O índice que mede a expectativa do setor para as vendas ao exterior nos próximos seis meses teve redução de 5,1 pontos em agosto, caindo para 46,6. Abaixo do divisor de 50 pontos, o indicador demonstra que os empresários esperam uma queda nas exportações, algo que não acontecia desde novembro de 2023.
Com as novas tarifas de 50% aplicadas pelos Estados Unidos a produtos brasileiros, pouco mais da metade da pauta exportadora do país está sujeita à taxação, o que impactou na percepção da indústria.
Segundo levantamento da CNI, a exportação de bens industriais alcançou US$ 17,5 bilhões em 2024.
Isabella Bianchi, analista de Políticas e Indústria da CNI, ressalta a desconfiança com o comércio com os norte-americanos.
“A piora das expectativas de exportações da indústria estão muito relacionadas às incertezas do cenário externo, principalmente em função da nova política comercial americana”, comenta.
O índice que mede a evolução do número de empregados atingiu os 49,3 pontos, demonstrando nova queda nos postos de trabalho entre junho e julho.
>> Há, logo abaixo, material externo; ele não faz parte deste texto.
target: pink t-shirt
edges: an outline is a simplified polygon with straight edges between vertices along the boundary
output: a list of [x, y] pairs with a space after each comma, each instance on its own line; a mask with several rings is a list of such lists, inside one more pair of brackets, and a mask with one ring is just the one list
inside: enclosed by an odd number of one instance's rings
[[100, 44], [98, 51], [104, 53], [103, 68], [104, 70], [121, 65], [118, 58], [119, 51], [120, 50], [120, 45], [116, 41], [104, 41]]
A expectativa também está nos 49,3 pontos, o que indica que os empresários não veem um aumento nos empregos nos próximos seis meses.
Apesar disso, a produção industrial cresceu no último mês, com o índice de produção fechando nos 52,6 pontos, demonstrando expansão.
Os empresários também estão menos confiantes para investir, com o índice de intenção de investimentos recuando 1,6 ponto, para 54,6 pontos. O valor é o menor desde outubro de 2023.
A expectativa de demanda caiu 2,3 pontos, para 53,1. O indicador segue acima da linha dos 50 pontos, demonstrando que o setor ainda espera crescimento no mês de agosto.
O índice de compra de insumos e matérias primas foi mais um a ter queda, de 1,6 ponto, mas se manteve nos 52,1 pontos. Com isso, os empresários devem seguir comprando mais do que no mês de julho.
Para a Sondagem Industrial, a CNI consultou 1.500 empresas de diferentes portes entre os dias 1º e 12 de agosto.